Books I’ve Read – November and December 2008

A Grave Talent (Kate Martinelli Mysteries)
by Laurie R. King
To Play The Fool (Kate Martinelli Mysteries)
by Laurie R. King
With Child (Kate Martinelli Mysteries)
by Laurie R. King
Earlier this year, I read the fourth and fifth books in the Kate Martinelli Series. This time I circled back around and read the first three to get caught up. These aren’t terrible, but I don’t enjoy them as much as I liked King’s other series – The Mary Russell mysteries, set in Sherlock Holmes’ era. The Martinelli mysteries seem much darker and grimmer. But still interesting reading; I obviously read them all the way through and picked up others. 🙂
I actually also started but couldn’t finish another Laurie R. King novel — A Darker Place.
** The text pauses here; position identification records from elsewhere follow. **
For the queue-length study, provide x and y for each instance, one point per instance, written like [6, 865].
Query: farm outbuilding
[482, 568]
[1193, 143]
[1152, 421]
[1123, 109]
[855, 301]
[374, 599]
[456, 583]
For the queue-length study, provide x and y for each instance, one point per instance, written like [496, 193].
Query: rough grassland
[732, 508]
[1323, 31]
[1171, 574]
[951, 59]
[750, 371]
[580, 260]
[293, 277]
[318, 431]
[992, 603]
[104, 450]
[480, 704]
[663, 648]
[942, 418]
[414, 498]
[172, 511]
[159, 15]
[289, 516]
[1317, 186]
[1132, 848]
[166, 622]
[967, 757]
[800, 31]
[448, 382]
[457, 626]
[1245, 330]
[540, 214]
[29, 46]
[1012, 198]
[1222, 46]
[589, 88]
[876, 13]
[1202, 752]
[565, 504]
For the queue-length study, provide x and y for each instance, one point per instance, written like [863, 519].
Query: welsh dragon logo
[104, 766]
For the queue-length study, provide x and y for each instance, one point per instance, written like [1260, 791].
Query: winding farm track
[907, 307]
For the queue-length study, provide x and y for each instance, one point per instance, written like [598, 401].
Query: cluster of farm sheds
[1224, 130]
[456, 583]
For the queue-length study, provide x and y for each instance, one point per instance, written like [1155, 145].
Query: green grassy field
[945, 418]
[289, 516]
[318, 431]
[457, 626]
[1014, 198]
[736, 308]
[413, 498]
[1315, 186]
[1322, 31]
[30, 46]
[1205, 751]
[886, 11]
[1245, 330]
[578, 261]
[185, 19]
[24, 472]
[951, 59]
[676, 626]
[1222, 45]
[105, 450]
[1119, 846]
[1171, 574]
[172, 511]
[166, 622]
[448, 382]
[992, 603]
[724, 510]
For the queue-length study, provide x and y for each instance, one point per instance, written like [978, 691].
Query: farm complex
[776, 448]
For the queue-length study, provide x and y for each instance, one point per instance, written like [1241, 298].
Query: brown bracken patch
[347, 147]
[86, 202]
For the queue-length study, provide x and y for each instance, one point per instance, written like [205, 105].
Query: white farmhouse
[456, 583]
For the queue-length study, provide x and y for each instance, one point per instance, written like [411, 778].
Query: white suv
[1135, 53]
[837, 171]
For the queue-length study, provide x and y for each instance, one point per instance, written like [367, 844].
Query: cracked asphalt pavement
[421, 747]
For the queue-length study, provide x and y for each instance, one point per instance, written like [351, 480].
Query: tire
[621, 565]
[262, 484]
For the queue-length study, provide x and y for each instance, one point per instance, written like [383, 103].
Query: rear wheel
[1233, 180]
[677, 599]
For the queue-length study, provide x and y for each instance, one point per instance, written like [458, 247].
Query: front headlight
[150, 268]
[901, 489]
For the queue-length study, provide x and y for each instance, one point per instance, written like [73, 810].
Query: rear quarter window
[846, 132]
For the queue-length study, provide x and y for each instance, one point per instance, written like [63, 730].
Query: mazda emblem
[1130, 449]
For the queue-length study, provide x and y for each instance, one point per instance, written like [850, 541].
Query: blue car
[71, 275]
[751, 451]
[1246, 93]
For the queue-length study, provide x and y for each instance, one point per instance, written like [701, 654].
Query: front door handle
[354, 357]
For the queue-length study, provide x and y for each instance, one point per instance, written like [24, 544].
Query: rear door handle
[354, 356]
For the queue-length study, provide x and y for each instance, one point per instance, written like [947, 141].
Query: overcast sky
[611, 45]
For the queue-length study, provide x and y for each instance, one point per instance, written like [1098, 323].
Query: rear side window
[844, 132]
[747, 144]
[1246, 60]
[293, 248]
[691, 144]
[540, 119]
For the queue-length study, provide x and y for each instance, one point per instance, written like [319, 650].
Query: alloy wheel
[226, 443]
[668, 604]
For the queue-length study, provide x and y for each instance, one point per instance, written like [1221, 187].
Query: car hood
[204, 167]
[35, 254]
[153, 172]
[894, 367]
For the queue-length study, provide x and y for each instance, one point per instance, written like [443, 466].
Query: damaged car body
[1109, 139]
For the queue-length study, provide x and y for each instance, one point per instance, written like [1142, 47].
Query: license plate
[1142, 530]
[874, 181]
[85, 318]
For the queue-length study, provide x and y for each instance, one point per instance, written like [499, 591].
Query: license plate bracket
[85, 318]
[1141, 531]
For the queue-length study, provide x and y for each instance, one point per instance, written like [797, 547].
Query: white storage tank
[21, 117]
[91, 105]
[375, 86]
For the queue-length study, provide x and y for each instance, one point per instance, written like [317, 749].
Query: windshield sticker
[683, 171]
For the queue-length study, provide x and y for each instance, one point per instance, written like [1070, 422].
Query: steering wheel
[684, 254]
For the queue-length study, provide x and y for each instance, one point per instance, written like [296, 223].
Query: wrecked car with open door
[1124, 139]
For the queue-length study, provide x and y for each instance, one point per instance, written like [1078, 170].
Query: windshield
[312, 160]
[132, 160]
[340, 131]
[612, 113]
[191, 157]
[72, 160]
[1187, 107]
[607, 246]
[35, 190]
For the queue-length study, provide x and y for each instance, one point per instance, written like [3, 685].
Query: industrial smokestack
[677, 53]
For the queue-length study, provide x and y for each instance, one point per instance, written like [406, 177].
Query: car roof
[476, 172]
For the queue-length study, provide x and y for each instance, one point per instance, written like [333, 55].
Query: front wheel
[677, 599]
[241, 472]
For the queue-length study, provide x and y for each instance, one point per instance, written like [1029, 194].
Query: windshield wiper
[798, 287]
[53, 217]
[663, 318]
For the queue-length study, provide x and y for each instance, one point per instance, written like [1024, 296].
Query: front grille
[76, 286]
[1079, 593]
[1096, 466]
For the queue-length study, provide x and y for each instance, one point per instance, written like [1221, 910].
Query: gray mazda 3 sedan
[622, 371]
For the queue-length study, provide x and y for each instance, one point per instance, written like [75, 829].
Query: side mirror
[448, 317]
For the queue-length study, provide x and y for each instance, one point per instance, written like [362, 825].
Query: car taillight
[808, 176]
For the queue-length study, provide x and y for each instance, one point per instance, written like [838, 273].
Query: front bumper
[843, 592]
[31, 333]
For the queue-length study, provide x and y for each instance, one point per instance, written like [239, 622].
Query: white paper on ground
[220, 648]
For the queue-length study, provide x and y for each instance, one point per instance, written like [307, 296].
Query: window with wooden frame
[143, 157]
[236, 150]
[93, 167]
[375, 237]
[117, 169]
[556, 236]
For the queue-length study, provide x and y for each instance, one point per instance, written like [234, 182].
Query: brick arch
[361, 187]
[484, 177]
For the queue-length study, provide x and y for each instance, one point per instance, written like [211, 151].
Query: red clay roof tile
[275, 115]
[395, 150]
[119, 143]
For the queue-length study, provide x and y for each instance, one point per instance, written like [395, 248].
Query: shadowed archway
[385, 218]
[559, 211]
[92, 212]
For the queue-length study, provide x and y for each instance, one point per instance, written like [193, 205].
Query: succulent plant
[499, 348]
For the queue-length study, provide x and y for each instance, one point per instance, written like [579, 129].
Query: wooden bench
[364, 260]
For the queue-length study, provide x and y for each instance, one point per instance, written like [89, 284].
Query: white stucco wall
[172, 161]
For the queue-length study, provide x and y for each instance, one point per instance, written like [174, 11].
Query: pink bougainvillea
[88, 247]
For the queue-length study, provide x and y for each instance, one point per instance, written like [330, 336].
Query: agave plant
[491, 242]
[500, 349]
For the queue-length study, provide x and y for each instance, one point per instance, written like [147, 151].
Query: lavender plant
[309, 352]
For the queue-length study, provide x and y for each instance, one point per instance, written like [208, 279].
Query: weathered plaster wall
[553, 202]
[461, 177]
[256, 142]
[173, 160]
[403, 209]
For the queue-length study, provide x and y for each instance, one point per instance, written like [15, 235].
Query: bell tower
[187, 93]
Set in a cult – it started out too creepy for me so I couldn’t finish. Maybe I’ll pick it back up in the summertime.
The Spice Box
by Lou Jane Temple
A nicely-written mystery. I’ll look forward to reading more from this series. — “The first of a new food-themed historical series, Temple’s charming tale of New York City in the Civil War era introduces Bridget Heaney, a clever, streetwise Irish immigrant. The day Bridget starts as an assistant cook in the Manhattan household of wealthy merchant Isaac Gold, she makes a terrible discovery: the body of the family’s youngest son, Seth, who’d been missing, crammed inside a dough box.”
Slammerkin
by Emma Donoghue
“Donoghue takes scraps of the intriguing true story of Mary Saunders, a servant girl who murdered her mistress in 1763, and fashions from them an intelligent and mesmerizing historical novel.” — I just thought it was grim and upsetting. I read it on recommendation from several people who loved it. I did not feel the same.
Snobs
by Julian Fellowes
Fellowes also wrote the script for Gosford Park. Snobs is an entertaining comedic look at the snobbery of British upper class, set in the 1990s.
Bel Canto
by Ann Patchett
Invoking the first and second rules of book club.